Millennials expect spaces that are smart and high-tech, that anticipate and conform to their needs, including heating, ventilation, and lighting systems. A changing labor force will demand environments that help them do their best work, and pressure on the building automation industry will increase. The personalization, performance, and power we expect out of our smartphones is now extending to our homes and offices. If your building doesn’t provide this sort of capability, you might find yourself without tenants.
An uncertain future
To create high-tech innovations, we need fresh, forward-thinking young minds; yet many businesses are still too apprehensive to begin hiring the Millennial labor force. Hiring the next generation now would make for a smoother transition once Baby Boomers retire. A period of cross-generational crossover could even bring about dynamic collaboration, as expertise melds with new perspectives. Without new ideas, our knowledge base is still largely stuck in the 20th century.

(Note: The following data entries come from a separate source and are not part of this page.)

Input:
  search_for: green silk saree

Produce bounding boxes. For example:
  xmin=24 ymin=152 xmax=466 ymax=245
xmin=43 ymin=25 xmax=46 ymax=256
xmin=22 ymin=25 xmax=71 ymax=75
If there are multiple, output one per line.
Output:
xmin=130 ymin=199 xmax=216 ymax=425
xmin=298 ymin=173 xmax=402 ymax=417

Generation Y wants a fast-paced, productive environment. A space that holds them back with dumb devices is antiquated, since Millennials are accustomed to speed and constant connectivity. The offices of yesteryear—with clunky HVAC systems and rows of cubicles—are archaic. The workplace de rigueur is open concept, user-friendly, and smart.
This is a crossroads for the building technology industry. By engaging with Millennials, we stand a chance of advancing technology, staving off disruptors, and taking the industry in new directions. We must act now, though: in five years when the Baby Boomers begin retiring in droves, it will be far too late.